M5S-Lega: né Hegel né Gentile

Molto stimato Direttore,

il commissario Ue, Pierre Moscovici nel dire di vedere in Italia tanti piccoli Mussolini, ha applicato una categoria interpretativa vecchia e deformata da un paradigma ideologico. Un’affermazione alla Fiano, per intenderci. Nel Suo editoriale sull’argomento, Lei riconosce un “pizzico di ragione” a Pierre Moscovici, non tanto per il riferimento a un impossibile ritorno del fascismo, ma per la tendenza degli attuali politici di governo a porre lo Stato al centro della scena, sia politica che economica.

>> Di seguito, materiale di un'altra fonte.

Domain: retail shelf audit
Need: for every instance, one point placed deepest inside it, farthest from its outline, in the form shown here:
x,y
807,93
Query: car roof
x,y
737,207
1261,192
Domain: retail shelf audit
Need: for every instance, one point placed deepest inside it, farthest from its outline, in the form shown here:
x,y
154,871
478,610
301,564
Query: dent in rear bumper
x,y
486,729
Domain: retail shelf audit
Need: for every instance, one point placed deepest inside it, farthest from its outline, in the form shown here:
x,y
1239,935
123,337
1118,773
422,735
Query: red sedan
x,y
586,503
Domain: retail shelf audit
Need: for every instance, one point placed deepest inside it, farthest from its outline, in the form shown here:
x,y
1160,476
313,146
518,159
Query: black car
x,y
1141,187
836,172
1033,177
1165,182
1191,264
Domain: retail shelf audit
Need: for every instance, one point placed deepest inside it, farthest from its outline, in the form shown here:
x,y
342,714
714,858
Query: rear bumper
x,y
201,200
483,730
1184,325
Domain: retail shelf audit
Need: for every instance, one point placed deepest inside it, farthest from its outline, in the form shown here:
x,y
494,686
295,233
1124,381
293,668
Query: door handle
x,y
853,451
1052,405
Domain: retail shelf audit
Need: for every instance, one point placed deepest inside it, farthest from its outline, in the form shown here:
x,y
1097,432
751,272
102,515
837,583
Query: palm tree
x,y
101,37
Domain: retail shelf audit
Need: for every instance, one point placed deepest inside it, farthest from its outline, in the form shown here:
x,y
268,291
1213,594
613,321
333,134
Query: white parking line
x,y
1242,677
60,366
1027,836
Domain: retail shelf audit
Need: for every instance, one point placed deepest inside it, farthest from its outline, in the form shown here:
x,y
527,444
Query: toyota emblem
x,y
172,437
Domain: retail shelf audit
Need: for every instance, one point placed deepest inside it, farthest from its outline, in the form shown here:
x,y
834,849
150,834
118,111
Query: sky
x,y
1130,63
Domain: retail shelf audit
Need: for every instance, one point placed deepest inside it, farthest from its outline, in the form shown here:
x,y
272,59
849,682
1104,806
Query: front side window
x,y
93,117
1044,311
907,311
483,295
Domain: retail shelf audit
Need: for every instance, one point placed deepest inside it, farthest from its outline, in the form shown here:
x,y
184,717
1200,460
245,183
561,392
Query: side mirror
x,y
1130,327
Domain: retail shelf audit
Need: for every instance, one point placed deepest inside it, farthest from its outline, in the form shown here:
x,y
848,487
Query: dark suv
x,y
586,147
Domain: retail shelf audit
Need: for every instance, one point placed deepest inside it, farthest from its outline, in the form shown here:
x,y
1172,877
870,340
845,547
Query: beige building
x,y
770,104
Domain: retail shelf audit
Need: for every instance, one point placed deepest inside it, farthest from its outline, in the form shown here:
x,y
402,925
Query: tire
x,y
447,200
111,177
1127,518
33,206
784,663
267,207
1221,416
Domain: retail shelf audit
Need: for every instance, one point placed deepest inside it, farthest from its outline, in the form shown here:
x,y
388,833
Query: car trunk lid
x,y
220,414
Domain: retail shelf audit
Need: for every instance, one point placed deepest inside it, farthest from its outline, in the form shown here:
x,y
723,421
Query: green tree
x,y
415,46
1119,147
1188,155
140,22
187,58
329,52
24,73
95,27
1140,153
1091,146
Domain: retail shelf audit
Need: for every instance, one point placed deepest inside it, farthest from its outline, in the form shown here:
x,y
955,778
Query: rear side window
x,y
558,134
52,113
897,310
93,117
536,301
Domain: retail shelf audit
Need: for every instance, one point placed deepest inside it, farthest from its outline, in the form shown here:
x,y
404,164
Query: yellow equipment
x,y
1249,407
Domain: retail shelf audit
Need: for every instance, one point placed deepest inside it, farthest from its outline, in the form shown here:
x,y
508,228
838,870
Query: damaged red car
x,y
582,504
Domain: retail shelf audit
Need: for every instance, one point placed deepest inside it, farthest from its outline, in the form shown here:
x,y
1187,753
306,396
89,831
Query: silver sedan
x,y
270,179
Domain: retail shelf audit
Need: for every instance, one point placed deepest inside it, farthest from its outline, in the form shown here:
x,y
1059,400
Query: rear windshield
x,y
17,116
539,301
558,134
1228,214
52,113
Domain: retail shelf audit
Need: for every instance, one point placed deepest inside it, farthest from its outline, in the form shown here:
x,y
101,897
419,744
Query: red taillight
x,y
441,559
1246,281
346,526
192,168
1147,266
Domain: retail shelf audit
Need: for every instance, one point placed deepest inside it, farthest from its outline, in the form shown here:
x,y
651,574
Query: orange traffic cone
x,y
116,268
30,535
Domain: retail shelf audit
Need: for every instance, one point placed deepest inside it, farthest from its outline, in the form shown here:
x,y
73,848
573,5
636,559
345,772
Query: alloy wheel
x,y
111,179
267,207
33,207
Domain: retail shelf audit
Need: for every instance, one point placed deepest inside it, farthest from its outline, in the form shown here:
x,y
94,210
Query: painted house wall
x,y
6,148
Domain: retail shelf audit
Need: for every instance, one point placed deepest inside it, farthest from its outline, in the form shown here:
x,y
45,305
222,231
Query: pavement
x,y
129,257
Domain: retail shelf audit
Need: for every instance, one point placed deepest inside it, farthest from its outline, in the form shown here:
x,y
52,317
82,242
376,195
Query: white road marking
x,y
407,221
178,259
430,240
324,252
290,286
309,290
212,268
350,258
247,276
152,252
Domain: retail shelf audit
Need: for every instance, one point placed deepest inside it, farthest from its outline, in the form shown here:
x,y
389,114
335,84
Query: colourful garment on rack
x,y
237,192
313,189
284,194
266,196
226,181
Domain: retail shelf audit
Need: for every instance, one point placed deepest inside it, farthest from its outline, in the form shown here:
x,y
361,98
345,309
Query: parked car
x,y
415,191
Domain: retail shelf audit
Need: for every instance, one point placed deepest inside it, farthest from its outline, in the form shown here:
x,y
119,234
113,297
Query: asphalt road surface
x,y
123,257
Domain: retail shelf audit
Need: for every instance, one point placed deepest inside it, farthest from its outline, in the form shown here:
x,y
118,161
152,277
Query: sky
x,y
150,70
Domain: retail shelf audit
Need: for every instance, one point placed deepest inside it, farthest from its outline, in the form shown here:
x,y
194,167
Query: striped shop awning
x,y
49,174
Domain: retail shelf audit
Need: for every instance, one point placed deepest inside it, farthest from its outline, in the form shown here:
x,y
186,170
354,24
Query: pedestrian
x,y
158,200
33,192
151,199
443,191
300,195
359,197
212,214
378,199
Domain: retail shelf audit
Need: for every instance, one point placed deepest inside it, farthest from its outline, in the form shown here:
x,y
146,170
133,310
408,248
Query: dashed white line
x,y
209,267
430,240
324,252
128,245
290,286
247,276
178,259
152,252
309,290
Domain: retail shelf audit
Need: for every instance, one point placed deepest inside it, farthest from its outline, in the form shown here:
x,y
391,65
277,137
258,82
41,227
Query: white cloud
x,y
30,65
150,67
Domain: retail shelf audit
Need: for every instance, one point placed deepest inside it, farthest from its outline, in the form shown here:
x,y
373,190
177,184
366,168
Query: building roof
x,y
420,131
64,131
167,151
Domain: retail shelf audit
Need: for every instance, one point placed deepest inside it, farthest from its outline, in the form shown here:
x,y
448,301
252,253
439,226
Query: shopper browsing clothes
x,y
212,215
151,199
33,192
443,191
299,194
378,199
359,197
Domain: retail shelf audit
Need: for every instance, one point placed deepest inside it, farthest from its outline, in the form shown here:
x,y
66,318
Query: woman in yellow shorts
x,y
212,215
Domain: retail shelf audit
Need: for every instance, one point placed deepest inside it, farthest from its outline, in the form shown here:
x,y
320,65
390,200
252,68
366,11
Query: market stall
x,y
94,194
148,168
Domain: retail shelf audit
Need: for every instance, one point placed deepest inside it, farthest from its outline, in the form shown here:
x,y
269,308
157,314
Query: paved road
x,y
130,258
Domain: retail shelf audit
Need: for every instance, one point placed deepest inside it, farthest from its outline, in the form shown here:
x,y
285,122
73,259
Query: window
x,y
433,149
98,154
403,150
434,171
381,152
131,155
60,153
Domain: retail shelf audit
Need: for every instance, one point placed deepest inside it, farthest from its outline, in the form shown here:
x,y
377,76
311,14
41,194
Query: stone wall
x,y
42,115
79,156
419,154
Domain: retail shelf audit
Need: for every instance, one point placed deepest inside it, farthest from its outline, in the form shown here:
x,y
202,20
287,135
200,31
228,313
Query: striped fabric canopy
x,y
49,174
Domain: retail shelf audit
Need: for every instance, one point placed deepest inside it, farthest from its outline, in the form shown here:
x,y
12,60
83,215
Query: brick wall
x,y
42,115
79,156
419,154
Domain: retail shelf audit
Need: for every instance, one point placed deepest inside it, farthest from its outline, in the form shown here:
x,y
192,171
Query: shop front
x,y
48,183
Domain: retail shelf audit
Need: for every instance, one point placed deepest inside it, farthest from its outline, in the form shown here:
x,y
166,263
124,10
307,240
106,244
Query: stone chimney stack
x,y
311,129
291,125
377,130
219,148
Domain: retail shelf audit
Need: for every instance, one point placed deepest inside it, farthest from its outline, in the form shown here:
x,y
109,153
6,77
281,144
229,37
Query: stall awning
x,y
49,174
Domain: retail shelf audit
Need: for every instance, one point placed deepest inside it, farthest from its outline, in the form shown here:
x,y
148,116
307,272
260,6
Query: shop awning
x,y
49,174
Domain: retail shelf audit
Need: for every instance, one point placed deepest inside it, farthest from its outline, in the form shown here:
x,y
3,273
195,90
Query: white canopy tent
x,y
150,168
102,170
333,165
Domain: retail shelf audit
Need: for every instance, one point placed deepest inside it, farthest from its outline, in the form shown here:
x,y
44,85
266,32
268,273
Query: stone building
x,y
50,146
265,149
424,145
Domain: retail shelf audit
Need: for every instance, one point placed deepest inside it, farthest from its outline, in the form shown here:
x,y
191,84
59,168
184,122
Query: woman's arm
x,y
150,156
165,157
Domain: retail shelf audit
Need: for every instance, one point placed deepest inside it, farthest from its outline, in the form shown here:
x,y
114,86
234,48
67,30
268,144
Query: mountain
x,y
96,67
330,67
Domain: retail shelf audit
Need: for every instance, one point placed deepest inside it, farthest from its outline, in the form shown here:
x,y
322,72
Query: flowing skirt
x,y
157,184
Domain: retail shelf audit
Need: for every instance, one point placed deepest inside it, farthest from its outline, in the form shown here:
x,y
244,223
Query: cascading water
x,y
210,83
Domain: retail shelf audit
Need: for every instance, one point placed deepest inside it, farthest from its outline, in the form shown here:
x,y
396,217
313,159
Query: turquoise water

In questo Lei vede una riproposizione di marca mussoliniana soprattutto da parte del Movimento 5 Stelle e del suo massimo esponente al governo. Lo definisce “mussolinismo inconsapevole” attribuendo a Luigi Di Maio la piena condivisione della tesi mussoliniana: “Tutto nello Stato, niente al di fuori dello Stato, nulla contro lo Stato”. Chiude il suo editoriale affermando che lo “statalismo autoritario” ovunque applicato ha prodotto solo fallimenti.

Al Suo è seguito l’editoriale di Cristofaro Sola che bolla, forse a ragione, come un atto di generosa clemenza da parte Sua il tentativo di nobilitare l’insulto del commissario europeo e suggerisce un dotto “aggiustamento di tiro” interpretativo sulla questione della centralità dello Stato e attribuisce a Di Maio un’ispirazione - sia pure inconsapevole - di stampo gentiliano: lo Stato etico con tutte le sue implicazioni anche economiche, mettendo in guardia il lettore sullo sbocco ultimo della visione di Gentile: la forma totalitaria. Trova infine delle assonanze tra la visione gentiliana di parte dei Cinque Stelle e quella organicistica di Matteo Salvini, non mancando di evidenziare la stridente contraddizione insita nella collocazione della Lega in un centrodestra che affonda le sue radici nel riformismo liberale.

Analisi entrambe colte e acute che, tuttavia, hanno destato in me un qualche disappunto. Credo che Lega e 5 Stelle siano formazioni figlie della modernità e del pragmatismo estremo da cui questa è connotata. Una modernità post-ideologica, narcisista, opportunista, utilitarista, liquida, nella quale le forze politiche si adattano al quotidiano, assumendo profili variabili in funzione delle circostanze, dei fatti e dei problemi.

Non riesco a scorgere né Hegel né Gentile nelle prese di posizione di Salvini e Di Maio. Neanche nella messa al centro dello Stato che, per loro, altro non è che il principale strumento politico e di potere per raggiungere determinati obiettivi. Che poi si possa ipotizzare che lo Stato sia in grado, in certe circostanze ed a certe condizioni, di essere più efficace ed efficiente di un privato nessuno scandalo. È possibile, basta guardarsi intorno - senza scomodare il fascismo che pur rese efficiente l’azione statale - basta osservare la Cina. Un Paese che, al di là dei giudizi politici con lenti occidentali, si propone come modello di efficienza in tutti i settori d’impulso statale, dall’istruzione alla ricerca, dalle infrastrutture all’innovazione, dalla difesa alle politiche internazionali. A sentir loro hanno realizzato il comunismo meritocratico.